EDUARDO VARGAS MONTENEGRO | El Nuevo Siglo
Domingo, 2 de Diciembre de 2012

Reconocer a los otros

 

Todos los días nos cruzamos con un sinnúmero de personas. A veces ni reparamos en ellas: en la vecina que se sube al ascensor, en el conductor de al lado, en el vendedor que nos atiende…  Suele ocurrir, sobre todo en las ciudades grandes, que el ritmo de la cotidianidad nos impide conectarnos con nosotros mismos y, a la vez, conectarnos con otros. Salvo nuestro entorno más cercano, parece que los demás no existieran, o existieran solamente mientras realizamos alguna transacción. Nuestras relaciones interpersonales se han tornado en gran medida utilitaristas, valoradas en la medida de quién nos sirve más y quién no nos sirve. Hasta he llegado a escuchar que lo maravilloso de las ciudades grandes es que nadie se mete con nosotros.

Claro, resultan molestas las personas entremetidas, a quienes es preciso ponerles límites, y de forma muy clara. Pero mostrar un total desinterés por el otro, lejos de ser un símbolo de civilización, es una muestra de deshumanización. En realidad no tiene mucha gracia ocuparse de las personas más cercanas; eso es de alguna manera lo esperado.  Me reconcilia con la vida ver cuando una persona se acerca a auxiliar a otra desconocida, dejando por unos minutos sus propios intereses para apoyar a alguien que lo necesita. Aunque no parezca muy usual, sucede con mayor frecuencia de lo que creemos.

Posiblemente usted haya sido objeto de esa ayuda oportuna, o la haya dado de manera desinteresada.  Si es así, habrá experimentado la emoción de sentirse plenamente humano, solidario, tocado por el amor incondicional, bendecido. Y si aún no ha vivido una situación como esa, lo más seguro es que la vida le brinde la oportunidad de reconocer en otros ojos y en otras manos la presencia del amor. 

A lo mejor lo que nos hace falta para ser cada día más humanos sea meternos más con los otros.  Meternos desde el servicio y el compartir desinteresado, no simplemente desde ver a los otros como masa o como contendores en este mundo competitivo, sino reconocerles en su individualidad.  Ahí suceden los aprendizajes y los milagros: cuando nos aproximamos como humanos a otros humanos, o cuando les permitimos acercarse a nosotros. 

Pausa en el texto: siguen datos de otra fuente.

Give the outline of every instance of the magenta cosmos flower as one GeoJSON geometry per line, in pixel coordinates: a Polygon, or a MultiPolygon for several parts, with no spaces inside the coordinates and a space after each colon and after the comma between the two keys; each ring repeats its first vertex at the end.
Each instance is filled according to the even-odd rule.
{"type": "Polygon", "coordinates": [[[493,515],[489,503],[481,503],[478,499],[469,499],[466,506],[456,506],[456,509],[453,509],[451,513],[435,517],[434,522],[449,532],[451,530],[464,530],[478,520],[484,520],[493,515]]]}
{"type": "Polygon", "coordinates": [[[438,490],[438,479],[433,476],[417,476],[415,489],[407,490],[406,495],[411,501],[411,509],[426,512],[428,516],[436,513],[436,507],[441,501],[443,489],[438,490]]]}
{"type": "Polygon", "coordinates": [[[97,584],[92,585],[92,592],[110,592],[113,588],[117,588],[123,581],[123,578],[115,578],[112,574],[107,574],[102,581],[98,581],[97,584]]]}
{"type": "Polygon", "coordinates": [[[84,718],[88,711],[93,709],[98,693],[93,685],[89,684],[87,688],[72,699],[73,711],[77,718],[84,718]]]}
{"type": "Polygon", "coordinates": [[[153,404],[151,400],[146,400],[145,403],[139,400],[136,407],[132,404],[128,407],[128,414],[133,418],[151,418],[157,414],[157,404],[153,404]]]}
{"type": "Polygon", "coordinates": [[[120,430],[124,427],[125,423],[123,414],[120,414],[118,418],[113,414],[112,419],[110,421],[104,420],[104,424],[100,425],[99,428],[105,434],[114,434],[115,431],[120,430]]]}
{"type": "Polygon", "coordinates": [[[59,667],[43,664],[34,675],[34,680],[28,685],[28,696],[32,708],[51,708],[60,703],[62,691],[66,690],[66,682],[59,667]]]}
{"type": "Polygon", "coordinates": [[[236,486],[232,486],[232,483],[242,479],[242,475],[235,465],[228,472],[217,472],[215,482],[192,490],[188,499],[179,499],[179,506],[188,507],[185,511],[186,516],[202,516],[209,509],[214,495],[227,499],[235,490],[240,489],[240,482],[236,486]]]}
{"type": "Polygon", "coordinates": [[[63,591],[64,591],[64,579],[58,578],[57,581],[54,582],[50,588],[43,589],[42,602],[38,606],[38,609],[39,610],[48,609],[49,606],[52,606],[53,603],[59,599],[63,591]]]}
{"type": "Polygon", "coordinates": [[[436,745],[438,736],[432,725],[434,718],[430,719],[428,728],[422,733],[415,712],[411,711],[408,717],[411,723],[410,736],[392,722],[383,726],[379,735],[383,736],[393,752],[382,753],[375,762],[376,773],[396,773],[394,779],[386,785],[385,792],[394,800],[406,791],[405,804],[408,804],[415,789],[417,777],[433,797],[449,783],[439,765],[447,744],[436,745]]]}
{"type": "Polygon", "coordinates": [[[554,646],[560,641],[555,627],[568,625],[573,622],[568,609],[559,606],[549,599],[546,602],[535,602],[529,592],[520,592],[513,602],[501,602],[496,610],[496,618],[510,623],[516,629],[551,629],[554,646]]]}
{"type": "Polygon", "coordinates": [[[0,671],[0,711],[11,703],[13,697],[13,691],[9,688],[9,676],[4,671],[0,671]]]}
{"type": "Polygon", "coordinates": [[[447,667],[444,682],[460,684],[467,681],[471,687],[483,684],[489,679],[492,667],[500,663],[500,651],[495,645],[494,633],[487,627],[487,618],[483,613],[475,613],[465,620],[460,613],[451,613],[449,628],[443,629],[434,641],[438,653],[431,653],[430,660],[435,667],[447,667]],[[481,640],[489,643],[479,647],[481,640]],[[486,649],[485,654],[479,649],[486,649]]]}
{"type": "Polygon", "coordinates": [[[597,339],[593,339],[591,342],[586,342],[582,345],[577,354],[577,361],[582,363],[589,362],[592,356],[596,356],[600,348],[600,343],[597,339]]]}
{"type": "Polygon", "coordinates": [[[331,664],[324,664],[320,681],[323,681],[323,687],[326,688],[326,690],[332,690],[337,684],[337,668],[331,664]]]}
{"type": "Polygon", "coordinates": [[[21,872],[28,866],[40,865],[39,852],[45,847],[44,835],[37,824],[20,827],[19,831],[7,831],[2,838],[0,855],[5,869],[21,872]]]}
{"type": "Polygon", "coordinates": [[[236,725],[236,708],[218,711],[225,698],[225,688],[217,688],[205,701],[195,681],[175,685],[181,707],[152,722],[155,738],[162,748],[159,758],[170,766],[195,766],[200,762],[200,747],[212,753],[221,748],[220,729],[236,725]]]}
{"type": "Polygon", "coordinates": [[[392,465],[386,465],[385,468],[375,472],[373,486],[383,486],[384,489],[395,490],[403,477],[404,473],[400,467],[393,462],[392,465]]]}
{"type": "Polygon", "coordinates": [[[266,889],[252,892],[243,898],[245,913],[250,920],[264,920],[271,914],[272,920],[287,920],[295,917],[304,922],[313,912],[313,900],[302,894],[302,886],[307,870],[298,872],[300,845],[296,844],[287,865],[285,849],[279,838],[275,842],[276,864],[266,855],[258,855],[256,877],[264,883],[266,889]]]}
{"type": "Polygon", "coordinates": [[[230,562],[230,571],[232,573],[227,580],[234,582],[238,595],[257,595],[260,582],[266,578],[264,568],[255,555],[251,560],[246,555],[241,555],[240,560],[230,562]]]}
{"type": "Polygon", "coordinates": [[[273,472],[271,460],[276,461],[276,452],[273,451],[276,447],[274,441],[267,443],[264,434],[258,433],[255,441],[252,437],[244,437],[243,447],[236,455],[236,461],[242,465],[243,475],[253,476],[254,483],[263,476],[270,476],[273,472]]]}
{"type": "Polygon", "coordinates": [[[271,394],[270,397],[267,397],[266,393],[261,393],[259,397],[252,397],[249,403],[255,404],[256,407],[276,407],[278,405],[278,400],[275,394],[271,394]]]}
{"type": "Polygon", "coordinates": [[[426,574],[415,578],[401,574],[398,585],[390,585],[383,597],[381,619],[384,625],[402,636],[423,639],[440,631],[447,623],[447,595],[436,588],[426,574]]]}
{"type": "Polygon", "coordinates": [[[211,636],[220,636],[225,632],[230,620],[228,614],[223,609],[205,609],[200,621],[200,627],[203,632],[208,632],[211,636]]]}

Como la vida es misteriosa e impredecible, puede ocurrir que las palabras que necesitamos escuchar en un momento dado provengan de un desconocido, que no está interesado en vendernos nada, sino que desde su esencia humana siente la necesidad imperiosa de mostrarnos su verdad. Puede que sea esa verdad la que requerimos para poder crecer. Si nos diésemos el permiso de reconocernos unos a otros como humanos, podríamos tener encuentros que nos reconcilien con la vida. Seríamos entonces maestros mutuos, desde el amor.